Dr. Jrgen G. Bramness from the Norwegian Centre for Addiction Research at the University of Oslo evaluated data on methadone users and motor vehicle accidents spanning two and a half years. Of the 2,500 individuals identified as taking methadone, 26 of them were involved in a motor vehicle accident, while only about half that amount from a similar-sized, non-methadone group were involved in an accident.

Published in the journal Addiction, the study confirms much of what is already known about methadone's effects on users, which include its ability to severely impair mental and physical abilities. Methadone is also classified as a Schedule II drug, which means it is considered to be highly addictive, and to have a high potential for abuse.

"Many different things go into increasing traffic accident risk, like reduced attention, slowed reaction, slowed psychomotor performance, less accurate psychomotor performance, etc.," said Dr. Bramness in an email to Reuters Health. And all of these traffic accident risk factors can be brought about or exacerbated by the use of methadone.

Like alcohol, driving under the influence of methadone is dangerous because it can cause impaired awareness and extreme lethargy.
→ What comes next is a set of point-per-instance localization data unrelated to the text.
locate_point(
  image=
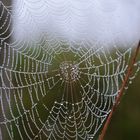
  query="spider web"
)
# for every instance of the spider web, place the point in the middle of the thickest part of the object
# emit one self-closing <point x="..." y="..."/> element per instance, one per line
<point x="55" y="89"/>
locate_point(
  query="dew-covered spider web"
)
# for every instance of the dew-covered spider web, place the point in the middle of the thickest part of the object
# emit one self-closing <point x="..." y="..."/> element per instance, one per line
<point x="53" y="88"/>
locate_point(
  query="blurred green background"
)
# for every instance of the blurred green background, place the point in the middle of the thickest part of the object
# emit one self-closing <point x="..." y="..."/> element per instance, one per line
<point x="125" y="123"/>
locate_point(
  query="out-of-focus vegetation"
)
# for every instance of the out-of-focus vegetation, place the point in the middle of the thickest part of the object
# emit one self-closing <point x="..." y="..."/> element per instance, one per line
<point x="125" y="123"/>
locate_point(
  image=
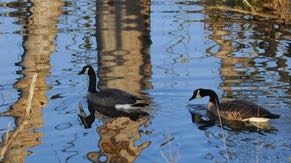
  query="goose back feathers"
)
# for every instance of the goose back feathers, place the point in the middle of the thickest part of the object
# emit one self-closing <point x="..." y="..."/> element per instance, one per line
<point x="111" y="97"/>
<point x="232" y="110"/>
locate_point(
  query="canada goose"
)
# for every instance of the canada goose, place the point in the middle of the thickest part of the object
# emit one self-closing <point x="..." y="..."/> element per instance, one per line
<point x="234" y="110"/>
<point x="114" y="98"/>
<point x="87" y="120"/>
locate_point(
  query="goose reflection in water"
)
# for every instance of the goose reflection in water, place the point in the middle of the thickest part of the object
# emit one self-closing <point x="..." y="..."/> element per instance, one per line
<point x="210" y="120"/>
<point x="118" y="133"/>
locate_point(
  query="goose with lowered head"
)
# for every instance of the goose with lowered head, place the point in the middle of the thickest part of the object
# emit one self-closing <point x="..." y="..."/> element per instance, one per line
<point x="240" y="110"/>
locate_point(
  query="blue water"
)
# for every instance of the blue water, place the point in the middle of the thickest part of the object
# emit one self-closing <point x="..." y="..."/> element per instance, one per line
<point x="162" y="50"/>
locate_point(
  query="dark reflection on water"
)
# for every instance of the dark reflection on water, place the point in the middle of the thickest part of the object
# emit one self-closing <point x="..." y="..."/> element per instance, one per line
<point x="160" y="50"/>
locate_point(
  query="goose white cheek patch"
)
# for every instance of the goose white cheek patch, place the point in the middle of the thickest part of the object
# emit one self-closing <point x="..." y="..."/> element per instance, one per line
<point x="86" y="71"/>
<point x="198" y="94"/>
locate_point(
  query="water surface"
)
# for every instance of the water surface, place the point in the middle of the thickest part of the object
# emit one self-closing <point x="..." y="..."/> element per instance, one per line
<point x="160" y="50"/>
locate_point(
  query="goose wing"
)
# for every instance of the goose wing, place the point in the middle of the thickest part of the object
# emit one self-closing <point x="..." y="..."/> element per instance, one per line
<point x="234" y="111"/>
<point x="111" y="97"/>
<point x="121" y="93"/>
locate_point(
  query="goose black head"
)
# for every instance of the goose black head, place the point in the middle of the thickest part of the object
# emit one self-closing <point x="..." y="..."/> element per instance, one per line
<point x="199" y="93"/>
<point x="86" y="70"/>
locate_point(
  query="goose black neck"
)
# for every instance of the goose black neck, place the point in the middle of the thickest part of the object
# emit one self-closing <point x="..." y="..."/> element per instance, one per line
<point x="92" y="82"/>
<point x="213" y="97"/>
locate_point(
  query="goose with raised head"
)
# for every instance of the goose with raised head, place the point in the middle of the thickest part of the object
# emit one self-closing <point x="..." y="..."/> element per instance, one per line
<point x="111" y="97"/>
<point x="240" y="110"/>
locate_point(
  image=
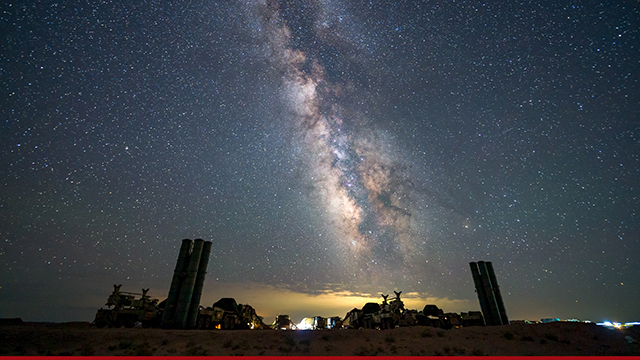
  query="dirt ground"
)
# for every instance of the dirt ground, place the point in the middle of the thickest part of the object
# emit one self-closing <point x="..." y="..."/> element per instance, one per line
<point x="519" y="340"/>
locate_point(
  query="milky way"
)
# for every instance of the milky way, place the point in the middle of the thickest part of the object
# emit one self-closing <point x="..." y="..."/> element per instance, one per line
<point x="359" y="180"/>
<point x="341" y="148"/>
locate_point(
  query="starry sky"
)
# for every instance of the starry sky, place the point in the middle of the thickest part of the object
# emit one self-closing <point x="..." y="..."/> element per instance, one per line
<point x="331" y="151"/>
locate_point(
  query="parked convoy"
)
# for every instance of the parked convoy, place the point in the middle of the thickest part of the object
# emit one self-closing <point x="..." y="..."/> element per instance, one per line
<point x="181" y="309"/>
<point x="124" y="309"/>
<point x="128" y="311"/>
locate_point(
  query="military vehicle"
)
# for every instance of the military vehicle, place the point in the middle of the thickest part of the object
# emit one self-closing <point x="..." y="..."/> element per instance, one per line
<point x="226" y="314"/>
<point x="128" y="311"/>
<point x="282" y="322"/>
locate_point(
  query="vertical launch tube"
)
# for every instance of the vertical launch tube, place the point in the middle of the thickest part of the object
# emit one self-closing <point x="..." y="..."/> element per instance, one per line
<point x="498" y="296"/>
<point x="475" y="272"/>
<point x="488" y="290"/>
<point x="194" y="308"/>
<point x="178" y="276"/>
<point x="186" y="291"/>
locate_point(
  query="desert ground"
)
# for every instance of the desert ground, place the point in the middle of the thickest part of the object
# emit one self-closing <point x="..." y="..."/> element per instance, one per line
<point x="19" y="338"/>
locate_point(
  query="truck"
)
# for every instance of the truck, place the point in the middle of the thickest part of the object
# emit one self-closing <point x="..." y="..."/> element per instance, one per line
<point x="128" y="311"/>
<point x="227" y="314"/>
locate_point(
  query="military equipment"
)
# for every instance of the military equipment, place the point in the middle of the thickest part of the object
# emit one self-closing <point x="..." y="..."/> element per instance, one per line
<point x="226" y="314"/>
<point x="128" y="311"/>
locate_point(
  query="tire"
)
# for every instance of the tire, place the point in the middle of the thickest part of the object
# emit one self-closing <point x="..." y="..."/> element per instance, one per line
<point x="129" y="323"/>
<point x="100" y="324"/>
<point x="226" y="323"/>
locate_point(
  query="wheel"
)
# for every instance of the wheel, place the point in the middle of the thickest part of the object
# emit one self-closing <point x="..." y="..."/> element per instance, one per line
<point x="227" y="323"/>
<point x="118" y="322"/>
<point x="100" y="324"/>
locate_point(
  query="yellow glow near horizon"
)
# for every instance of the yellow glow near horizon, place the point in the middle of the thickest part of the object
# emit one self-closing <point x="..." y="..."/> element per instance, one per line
<point x="270" y="301"/>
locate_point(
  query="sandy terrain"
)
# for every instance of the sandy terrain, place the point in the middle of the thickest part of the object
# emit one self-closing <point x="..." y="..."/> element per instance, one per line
<point x="539" y="339"/>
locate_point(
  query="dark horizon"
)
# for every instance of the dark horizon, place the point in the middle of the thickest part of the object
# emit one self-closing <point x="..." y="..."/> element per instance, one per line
<point x="330" y="151"/>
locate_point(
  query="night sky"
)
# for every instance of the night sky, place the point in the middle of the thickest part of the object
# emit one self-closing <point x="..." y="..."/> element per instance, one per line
<point x="331" y="151"/>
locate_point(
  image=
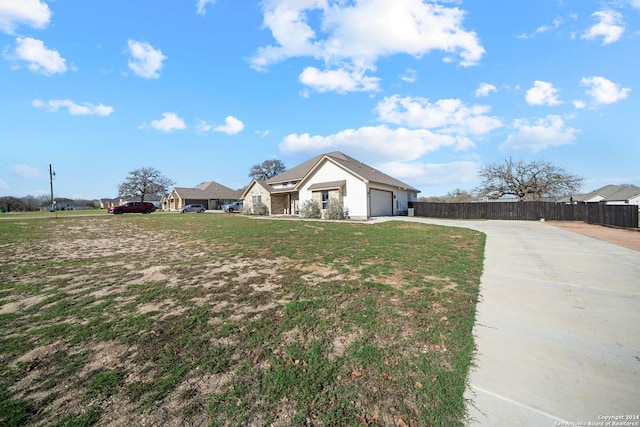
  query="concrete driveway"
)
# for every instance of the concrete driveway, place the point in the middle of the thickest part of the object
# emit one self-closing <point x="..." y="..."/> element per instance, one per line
<point x="557" y="328"/>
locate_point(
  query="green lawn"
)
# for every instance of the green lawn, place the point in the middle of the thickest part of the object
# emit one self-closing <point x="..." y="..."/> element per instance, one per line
<point x="218" y="319"/>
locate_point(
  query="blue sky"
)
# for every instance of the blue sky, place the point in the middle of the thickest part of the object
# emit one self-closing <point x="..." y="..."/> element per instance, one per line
<point x="426" y="91"/>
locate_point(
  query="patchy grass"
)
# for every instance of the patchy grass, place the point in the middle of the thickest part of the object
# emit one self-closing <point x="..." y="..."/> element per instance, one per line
<point x="228" y="320"/>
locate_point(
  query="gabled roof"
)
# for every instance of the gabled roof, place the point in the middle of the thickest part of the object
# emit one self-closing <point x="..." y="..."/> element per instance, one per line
<point x="609" y="193"/>
<point x="352" y="165"/>
<point x="207" y="190"/>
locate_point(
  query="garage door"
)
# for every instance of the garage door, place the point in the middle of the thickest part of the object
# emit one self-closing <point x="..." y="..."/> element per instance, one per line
<point x="381" y="203"/>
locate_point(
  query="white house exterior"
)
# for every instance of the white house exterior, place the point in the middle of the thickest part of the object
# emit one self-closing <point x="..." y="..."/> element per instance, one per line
<point x="364" y="191"/>
<point x="610" y="195"/>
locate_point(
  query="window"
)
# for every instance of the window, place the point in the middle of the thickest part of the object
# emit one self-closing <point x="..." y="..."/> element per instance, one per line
<point x="325" y="198"/>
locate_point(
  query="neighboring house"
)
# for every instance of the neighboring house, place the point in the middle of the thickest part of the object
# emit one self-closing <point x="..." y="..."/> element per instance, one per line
<point x="364" y="191"/>
<point x="210" y="194"/>
<point x="610" y="195"/>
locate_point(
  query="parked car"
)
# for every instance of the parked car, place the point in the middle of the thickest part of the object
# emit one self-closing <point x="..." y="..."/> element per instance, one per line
<point x="232" y="207"/>
<point x="192" y="208"/>
<point x="133" y="207"/>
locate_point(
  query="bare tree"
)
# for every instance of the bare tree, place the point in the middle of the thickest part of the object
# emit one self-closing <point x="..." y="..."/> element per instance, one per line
<point x="267" y="169"/>
<point x="526" y="181"/>
<point x="143" y="182"/>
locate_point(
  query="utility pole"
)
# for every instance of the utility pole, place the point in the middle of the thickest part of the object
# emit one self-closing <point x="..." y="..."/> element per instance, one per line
<point x="51" y="175"/>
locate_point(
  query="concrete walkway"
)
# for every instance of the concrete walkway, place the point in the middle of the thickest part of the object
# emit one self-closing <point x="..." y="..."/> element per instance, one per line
<point x="557" y="328"/>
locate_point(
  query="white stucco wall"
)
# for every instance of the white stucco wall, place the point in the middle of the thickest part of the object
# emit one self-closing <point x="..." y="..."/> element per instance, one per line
<point x="632" y="201"/>
<point x="354" y="194"/>
<point x="257" y="190"/>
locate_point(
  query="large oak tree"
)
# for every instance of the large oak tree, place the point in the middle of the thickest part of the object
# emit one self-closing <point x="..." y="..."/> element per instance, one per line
<point x="144" y="182"/>
<point x="267" y="169"/>
<point x="534" y="180"/>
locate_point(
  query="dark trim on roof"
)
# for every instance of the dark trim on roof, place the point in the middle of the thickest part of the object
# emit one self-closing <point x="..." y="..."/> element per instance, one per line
<point x="332" y="185"/>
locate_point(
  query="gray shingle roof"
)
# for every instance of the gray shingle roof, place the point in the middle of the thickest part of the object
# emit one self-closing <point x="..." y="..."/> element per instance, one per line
<point x="610" y="193"/>
<point x="208" y="190"/>
<point x="349" y="163"/>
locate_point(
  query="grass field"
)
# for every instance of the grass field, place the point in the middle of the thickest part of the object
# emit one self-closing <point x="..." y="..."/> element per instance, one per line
<point x="169" y="319"/>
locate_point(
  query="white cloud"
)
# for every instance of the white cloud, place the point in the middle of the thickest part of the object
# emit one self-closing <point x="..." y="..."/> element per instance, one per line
<point x="372" y="142"/>
<point x="610" y="27"/>
<point x="201" y="6"/>
<point x="579" y="104"/>
<point x="352" y="36"/>
<point x="557" y="22"/>
<point x="410" y="75"/>
<point x="231" y="126"/>
<point x="145" y="61"/>
<point x="450" y="116"/>
<point x="542" y="93"/>
<point x="485" y="89"/>
<point x="74" y="109"/>
<point x="604" y="91"/>
<point x="433" y="173"/>
<point x="25" y="171"/>
<point x="168" y="123"/>
<point x="341" y="81"/>
<point x="38" y="57"/>
<point x="548" y="132"/>
<point x="33" y="13"/>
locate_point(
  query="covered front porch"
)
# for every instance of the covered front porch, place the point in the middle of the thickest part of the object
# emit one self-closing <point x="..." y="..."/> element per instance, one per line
<point x="285" y="203"/>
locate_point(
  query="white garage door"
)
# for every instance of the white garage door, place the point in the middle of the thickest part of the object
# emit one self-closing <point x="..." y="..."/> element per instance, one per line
<point x="381" y="203"/>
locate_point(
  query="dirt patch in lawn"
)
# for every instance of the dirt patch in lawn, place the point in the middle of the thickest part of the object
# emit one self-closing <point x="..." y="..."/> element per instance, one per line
<point x="618" y="236"/>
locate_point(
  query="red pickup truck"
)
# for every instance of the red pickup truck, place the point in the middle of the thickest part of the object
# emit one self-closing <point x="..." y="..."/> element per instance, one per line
<point x="133" y="207"/>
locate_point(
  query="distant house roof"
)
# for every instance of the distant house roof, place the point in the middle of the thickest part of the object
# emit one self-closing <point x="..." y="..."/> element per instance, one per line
<point x="609" y="193"/>
<point x="364" y="171"/>
<point x="207" y="190"/>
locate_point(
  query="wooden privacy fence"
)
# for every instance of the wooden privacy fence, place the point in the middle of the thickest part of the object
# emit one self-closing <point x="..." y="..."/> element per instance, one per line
<point x="595" y="213"/>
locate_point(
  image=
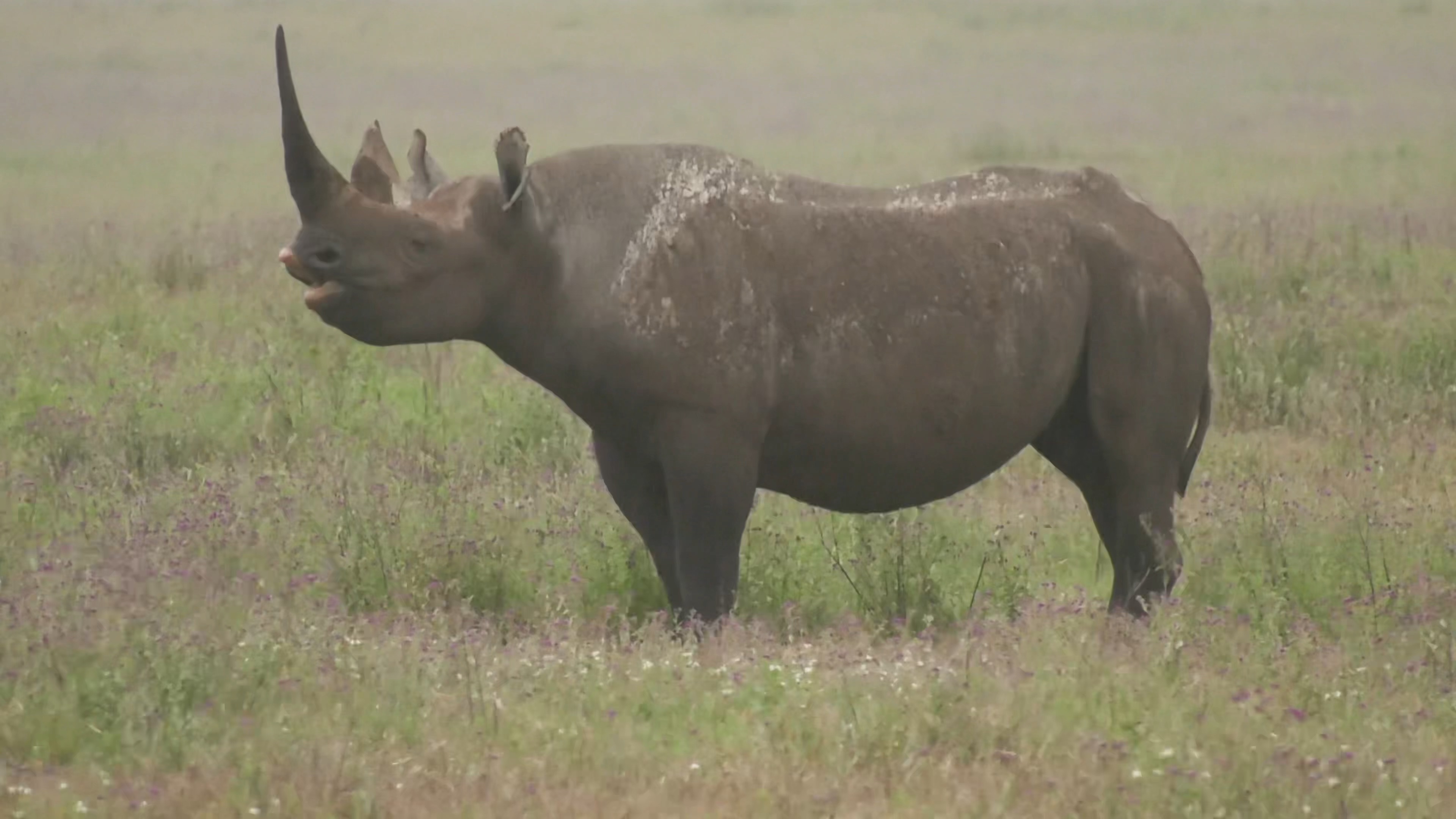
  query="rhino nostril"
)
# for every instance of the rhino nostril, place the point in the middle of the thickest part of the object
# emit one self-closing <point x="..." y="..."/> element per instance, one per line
<point x="325" y="259"/>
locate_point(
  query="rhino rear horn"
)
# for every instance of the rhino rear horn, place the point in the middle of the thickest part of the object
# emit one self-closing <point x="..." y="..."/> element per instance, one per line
<point x="312" y="180"/>
<point x="427" y="176"/>
<point x="375" y="174"/>
<point x="510" y="159"/>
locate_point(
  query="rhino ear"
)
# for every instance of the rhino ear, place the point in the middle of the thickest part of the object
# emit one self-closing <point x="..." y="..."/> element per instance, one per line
<point x="373" y="173"/>
<point x="427" y="176"/>
<point x="510" y="159"/>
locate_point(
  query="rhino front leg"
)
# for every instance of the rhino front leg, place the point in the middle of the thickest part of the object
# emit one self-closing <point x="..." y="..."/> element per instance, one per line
<point x="712" y="471"/>
<point x="637" y="486"/>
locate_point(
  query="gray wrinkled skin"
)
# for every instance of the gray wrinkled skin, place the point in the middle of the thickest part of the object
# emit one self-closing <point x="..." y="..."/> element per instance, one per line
<point x="723" y="328"/>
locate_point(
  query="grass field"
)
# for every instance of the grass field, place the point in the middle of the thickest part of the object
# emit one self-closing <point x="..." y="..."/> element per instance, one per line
<point x="253" y="568"/>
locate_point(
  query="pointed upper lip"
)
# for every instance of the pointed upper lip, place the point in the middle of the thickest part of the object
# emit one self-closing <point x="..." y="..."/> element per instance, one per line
<point x="298" y="270"/>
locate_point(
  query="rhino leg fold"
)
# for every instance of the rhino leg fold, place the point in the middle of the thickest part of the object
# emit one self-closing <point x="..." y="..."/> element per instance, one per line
<point x="711" y="473"/>
<point x="1147" y="547"/>
<point x="638" y="489"/>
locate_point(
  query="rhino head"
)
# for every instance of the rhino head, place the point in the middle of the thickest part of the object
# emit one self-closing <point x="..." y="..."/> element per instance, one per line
<point x="401" y="263"/>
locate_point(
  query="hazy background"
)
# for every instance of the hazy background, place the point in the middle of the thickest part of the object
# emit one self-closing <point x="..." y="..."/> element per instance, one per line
<point x="253" y="568"/>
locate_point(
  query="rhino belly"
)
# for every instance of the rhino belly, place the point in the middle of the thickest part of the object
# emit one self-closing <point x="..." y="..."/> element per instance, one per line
<point x="913" y="423"/>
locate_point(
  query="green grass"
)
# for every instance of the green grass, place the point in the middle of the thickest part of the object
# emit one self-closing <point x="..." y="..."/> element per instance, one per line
<point x="253" y="568"/>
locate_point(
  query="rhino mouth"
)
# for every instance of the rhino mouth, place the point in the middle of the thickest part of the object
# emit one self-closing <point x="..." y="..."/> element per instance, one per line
<point x="321" y="292"/>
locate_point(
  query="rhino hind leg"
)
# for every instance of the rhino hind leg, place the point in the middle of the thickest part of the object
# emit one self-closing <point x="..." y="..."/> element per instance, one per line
<point x="638" y="489"/>
<point x="1130" y="508"/>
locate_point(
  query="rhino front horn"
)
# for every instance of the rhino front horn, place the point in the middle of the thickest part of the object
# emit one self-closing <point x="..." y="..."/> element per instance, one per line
<point x="312" y="180"/>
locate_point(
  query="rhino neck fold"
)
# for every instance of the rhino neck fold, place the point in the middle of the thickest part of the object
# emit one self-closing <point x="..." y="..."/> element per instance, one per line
<point x="522" y="330"/>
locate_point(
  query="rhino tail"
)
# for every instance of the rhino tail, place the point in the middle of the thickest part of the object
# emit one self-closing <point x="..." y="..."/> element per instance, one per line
<point x="1196" y="445"/>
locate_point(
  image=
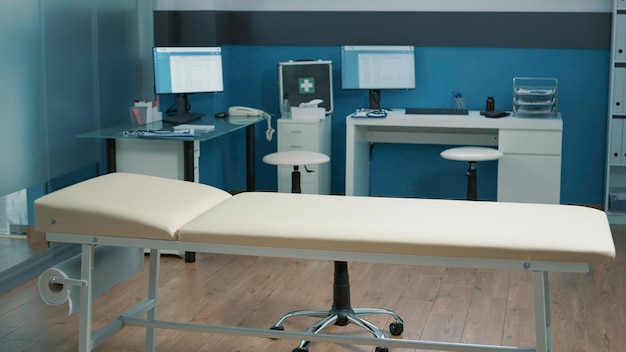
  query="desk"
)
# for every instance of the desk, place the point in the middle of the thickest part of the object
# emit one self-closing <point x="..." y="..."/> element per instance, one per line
<point x="529" y="171"/>
<point x="175" y="158"/>
<point x="170" y="157"/>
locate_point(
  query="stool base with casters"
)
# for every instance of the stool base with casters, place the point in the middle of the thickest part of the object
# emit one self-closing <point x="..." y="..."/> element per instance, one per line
<point x="472" y="155"/>
<point x="341" y="313"/>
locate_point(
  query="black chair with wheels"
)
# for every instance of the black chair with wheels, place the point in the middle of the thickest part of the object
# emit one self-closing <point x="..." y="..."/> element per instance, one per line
<point x="341" y="313"/>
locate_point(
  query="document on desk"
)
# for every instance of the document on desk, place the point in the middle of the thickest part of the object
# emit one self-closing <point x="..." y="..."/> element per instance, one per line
<point x="196" y="128"/>
<point x="369" y="113"/>
<point x="167" y="134"/>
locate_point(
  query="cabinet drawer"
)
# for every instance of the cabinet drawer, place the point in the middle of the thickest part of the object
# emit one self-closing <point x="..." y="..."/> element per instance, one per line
<point x="296" y="144"/>
<point x="297" y="130"/>
<point x="530" y="142"/>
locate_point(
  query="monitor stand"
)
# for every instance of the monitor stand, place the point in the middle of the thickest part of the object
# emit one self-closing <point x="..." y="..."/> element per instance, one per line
<point x="182" y="114"/>
<point x="374" y="102"/>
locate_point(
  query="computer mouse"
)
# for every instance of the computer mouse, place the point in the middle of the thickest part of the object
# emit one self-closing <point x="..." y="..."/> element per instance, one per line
<point x="496" y="114"/>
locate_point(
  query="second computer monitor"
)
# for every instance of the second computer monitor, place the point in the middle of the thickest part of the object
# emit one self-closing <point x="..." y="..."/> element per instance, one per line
<point x="375" y="68"/>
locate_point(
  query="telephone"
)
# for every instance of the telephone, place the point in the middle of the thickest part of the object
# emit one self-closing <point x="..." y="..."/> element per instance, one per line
<point x="251" y="112"/>
<point x="244" y="111"/>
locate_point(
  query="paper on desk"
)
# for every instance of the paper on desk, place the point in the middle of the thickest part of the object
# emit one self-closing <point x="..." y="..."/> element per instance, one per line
<point x="167" y="134"/>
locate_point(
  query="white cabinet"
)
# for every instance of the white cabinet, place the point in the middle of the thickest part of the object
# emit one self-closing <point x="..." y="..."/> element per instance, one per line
<point x="530" y="172"/>
<point x="615" y="183"/>
<point x="310" y="135"/>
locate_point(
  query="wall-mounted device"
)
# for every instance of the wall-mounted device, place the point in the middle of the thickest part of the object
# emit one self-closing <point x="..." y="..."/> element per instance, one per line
<point x="186" y="70"/>
<point x="302" y="81"/>
<point x="244" y="111"/>
<point x="377" y="67"/>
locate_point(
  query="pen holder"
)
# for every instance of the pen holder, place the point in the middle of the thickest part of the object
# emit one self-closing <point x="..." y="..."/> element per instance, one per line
<point x="138" y="115"/>
<point x="459" y="103"/>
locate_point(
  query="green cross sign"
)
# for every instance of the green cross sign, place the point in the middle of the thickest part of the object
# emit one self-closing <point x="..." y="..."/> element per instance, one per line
<point x="306" y="85"/>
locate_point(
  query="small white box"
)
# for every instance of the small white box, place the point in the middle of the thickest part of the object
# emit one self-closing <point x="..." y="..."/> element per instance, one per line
<point x="298" y="113"/>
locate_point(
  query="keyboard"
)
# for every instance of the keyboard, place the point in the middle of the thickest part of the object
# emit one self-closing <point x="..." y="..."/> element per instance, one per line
<point x="436" y="111"/>
<point x="180" y="119"/>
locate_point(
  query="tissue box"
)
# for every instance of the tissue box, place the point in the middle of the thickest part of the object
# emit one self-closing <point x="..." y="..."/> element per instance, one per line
<point x="298" y="113"/>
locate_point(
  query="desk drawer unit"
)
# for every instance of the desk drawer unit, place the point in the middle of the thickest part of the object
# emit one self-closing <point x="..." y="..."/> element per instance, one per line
<point x="310" y="135"/>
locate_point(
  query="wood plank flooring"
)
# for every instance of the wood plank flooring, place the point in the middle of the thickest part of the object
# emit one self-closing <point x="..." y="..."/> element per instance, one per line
<point x="437" y="303"/>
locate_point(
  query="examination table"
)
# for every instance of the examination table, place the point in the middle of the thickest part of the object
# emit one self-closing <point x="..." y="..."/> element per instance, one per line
<point x="129" y="210"/>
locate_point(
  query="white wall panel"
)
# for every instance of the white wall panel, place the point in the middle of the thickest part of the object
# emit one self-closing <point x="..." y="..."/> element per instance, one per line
<point x="389" y="5"/>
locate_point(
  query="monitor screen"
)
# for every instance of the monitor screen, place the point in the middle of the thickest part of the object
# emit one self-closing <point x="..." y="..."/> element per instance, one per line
<point x="188" y="70"/>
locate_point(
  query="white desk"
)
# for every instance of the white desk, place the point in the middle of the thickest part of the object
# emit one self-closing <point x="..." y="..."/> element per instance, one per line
<point x="529" y="171"/>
Driving under the influence of methadone has become such a serious problem that some states have actually had to pass laws against it, including one passed earlier this year in Massachusetts that restricts commercial truckers from taking methadone and driving (http://articles.boston.com/2011-07-09/news/2...).

Despite the fact that an increasing number of traffic accidents are turning up to be related to methadone use and abuse, some authorities still believe that driving restrictions for methadone users are unnecessary. The Norway study, however, is just one more piece of compelling evidence to show that they may, indeed, be necessary -- and the study also suggests that some pharmaceutical drugs are just as much a public health threat to drivers as illicit street drugs or alcohol, if not more so.